Virginia Attorney General Ken Cuccinelli on Wednesday refused to say whether fellow Republican Gov. Bob McDonnell should have resigned amid his donor gift-giving scandal, saying "the governor knows things about that situation that the rest of us don’t."
In an interview with The Washington Post
, Cuccinelli – who’s running a heated race for governor against Democrat Terry McAuliffe – emphasized his own role as "part of this process" in the corruption investigation involving the term-limited McDonnell.
"I’ve had the conversation with him about the subject. The governor knows things about that situation that the rest of us don’t," Cuccinelli said, adding, "I began the state investigation. … I’ve been part of this process, so I think there is a respect for my own office that demands that I not push too hard in what are several official investigations going on right now."
Jonnie Williams, chief executive of Star Scientific, a dietary supplement company, has reportedly provided federal investigators with accounts of luxury gifts
and $145,000 given to McDonnell and his family since 2011.
The allegation not only has sparked a precipitous slide in approval ratings for the once-popular McDonnell and dashed any hope of his making a presidential bid in 2016, but has become an element in the heated race to replace him.
Noting a Washington Post poll
found 30 percent said they’d be less likely to vote for Cuccinelli because of his own ties to the corruption case, Cuccinelli defended "how I handled it," saying he'd returned $18,000 in gifts.
"When I discovered my disclosure mistakes – I discovered five over the course of four years … I’m the one who reported them," he said. "I also put out eight years of my tax returns. … I even turned it over to a Democratic prosecutor, who cleared me."
Cuccinelli said the gift scandal matters to voters but "doesn’t affect their lives going forward in the next four years.

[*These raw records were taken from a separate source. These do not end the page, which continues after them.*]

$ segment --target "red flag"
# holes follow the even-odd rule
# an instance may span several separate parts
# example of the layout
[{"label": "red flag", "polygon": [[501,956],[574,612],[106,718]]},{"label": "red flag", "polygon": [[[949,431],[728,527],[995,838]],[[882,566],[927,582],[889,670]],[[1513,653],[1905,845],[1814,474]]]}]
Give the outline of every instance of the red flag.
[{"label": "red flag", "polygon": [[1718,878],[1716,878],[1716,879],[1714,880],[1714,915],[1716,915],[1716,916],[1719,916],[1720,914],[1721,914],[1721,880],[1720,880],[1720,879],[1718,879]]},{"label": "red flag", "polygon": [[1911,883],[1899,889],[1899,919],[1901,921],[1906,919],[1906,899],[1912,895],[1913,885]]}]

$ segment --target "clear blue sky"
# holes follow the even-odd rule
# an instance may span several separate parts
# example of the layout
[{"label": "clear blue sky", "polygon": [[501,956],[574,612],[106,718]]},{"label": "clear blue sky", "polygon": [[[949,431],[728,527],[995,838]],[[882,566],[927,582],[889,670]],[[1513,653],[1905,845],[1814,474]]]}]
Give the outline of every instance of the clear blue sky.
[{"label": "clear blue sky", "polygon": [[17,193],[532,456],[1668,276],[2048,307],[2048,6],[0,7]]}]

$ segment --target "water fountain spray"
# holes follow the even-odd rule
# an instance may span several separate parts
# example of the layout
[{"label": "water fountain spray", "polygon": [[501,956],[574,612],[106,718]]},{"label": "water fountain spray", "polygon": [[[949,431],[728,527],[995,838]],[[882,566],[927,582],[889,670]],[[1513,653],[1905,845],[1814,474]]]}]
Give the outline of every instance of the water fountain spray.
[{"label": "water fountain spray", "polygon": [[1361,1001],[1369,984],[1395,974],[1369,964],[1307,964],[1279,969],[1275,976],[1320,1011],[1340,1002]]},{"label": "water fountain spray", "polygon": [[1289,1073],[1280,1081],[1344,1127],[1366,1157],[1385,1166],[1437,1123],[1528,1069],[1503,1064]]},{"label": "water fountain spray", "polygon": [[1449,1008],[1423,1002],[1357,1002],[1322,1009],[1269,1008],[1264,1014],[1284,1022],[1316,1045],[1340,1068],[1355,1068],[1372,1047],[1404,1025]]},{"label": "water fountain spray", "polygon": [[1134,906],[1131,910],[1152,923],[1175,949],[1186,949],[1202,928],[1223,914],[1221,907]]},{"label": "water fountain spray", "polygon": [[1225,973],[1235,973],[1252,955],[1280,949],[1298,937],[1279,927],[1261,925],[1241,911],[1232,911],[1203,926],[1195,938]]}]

I would like to be talking about substantive policies … to make their lives better."
Cuccinelli also acknowledged he is polling behind his opponent with women voters, but attributed it to being "badly outspent" and a victim of "personal" attacks by McAuliffe. He said ads hitting his position on birth control show McAuliffe is "flat-out lying."
“I do not support government playing a role in adults’ choices about contraception,” he said. “And I'm committed to not doing that in the future."
"That’s his whole campaign," he said of McAuliffe's attack ads. "I’m the only candidate with a jobs program. … I’m the only one with a record of protecting women in Virginia, and it goes back more than 20 years."
He said he expects that as the race goes down to the wire, the gap between him and McAuliffe will close.
"The more people learn about both candidates, the better we do," he said. "There’s a lot of movement as people learn more … the fuller informed our Virginia voters, the better I’ll do and the more that gap will close."
The gap may already be tightening: a Newsmax/Zogby survey
Sept. 27-29 found McAuliffe and Cuccinelli in a virtual dead heat.